I remember professor Hal Puthoff suggesting to me once, that he had a number of interested parties who would like to have a chance of investing in the wheel, should someone finally succeed. This was several years ago now, but at that time, it got me thinking about what I would do in that situation. Advice I received was that the buyer could not be allowed to examine the wheel to verify my claims for it, because no one could be certain that he would not just walk away and replicate it, leaving me with nothing but egg on my face and empty pockets! This advice was not intended to cast any doubts on Hal's integrity and I completely trusted him then, as now, but I could see what they meant - how could someone be found who had sufficient knowledge to know if I was trying to fool him and at the same time, how could I know if he was planning to steal the design for himself or to sell on?.
It was suggested that any money agreed for the sale should be held in escrow by a disinterested third party pending verification of the claims and only once they had been substantiated, only then would the money be released.
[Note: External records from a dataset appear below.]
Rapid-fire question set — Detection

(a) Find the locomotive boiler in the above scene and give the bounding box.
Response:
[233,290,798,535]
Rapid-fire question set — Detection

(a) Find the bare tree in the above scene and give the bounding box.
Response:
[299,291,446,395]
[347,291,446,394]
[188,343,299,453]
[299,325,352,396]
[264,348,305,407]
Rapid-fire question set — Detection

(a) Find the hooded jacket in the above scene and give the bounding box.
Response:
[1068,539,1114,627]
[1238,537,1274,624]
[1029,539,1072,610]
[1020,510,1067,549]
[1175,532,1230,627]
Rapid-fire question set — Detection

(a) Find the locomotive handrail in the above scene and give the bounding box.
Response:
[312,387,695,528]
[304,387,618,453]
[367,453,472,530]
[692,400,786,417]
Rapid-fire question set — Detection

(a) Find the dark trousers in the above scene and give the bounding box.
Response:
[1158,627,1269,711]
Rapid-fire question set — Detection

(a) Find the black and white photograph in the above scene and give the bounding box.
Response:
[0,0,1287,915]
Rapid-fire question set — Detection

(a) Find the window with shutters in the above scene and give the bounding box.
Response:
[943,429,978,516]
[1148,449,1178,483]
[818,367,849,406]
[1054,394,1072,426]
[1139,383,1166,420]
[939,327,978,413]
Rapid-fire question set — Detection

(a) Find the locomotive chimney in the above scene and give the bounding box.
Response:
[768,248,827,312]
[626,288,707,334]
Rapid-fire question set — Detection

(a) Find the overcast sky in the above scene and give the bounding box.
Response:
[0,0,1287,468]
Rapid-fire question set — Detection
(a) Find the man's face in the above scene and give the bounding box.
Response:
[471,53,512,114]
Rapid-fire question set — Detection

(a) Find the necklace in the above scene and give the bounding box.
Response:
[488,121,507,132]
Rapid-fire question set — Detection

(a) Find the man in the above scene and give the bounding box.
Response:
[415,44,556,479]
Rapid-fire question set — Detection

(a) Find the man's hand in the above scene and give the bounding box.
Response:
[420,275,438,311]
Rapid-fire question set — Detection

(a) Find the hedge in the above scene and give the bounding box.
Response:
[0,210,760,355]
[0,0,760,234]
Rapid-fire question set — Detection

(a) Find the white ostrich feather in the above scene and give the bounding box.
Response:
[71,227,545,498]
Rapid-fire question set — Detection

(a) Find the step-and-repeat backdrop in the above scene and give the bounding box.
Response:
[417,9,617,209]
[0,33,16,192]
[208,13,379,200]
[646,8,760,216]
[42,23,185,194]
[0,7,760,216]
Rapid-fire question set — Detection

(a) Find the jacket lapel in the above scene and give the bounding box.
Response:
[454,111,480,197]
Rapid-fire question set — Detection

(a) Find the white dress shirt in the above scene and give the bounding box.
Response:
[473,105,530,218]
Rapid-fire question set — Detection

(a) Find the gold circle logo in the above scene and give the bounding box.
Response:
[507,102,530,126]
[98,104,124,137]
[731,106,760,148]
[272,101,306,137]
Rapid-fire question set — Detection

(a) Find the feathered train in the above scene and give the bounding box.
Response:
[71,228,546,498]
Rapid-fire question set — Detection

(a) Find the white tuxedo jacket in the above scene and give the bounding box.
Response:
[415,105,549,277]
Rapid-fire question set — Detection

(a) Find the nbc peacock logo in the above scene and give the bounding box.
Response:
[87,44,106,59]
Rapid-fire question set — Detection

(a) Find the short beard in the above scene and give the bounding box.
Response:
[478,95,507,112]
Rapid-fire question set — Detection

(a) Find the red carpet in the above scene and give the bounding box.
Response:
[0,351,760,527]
Coincidentally this is exactly what Daniel Schumacher proposed to Bessler on behalf of the Russian Czar, Peter the Great, who was intending to buy the wheel. Bessler rejected the suggestion outright because the same problem applied then, the verifier might be no safer than the buyer. He said there was only one way forward; the buyer must put a bag containing all the cash agreed, on the table next to the wheel; and the two parties could then go their separate ways, Bessler with his payment and the other with the wheel.
That sounds highly mercenary and harsh and yet what other way was there open to him, given the lack of a patent process. He was not prepared to let anyone see the inside of the wheel unless the cash was literally on the table. Since he trusted no one and no one trusted him - impasse!
Of course this need not happen today, any more than it need not have happened in Bessler's day. All he had to do was give it away, but for what? Kudos? Kudos was not sufficient for his needs nor for his ambitions.
Today one could give the secret away and perhaps it might provide sufficient finances for future needs, and that is probably the best way, but poor old Bessler was in an impossible situation and that is why he sought out Princes and other rulers who had the wealth and power to satisfy his demands, if only he could find one he could actually trust. Karl the Landgrave of Hesse could have been that man but he had his own requirements and Bessler's wheel did not satisfy them.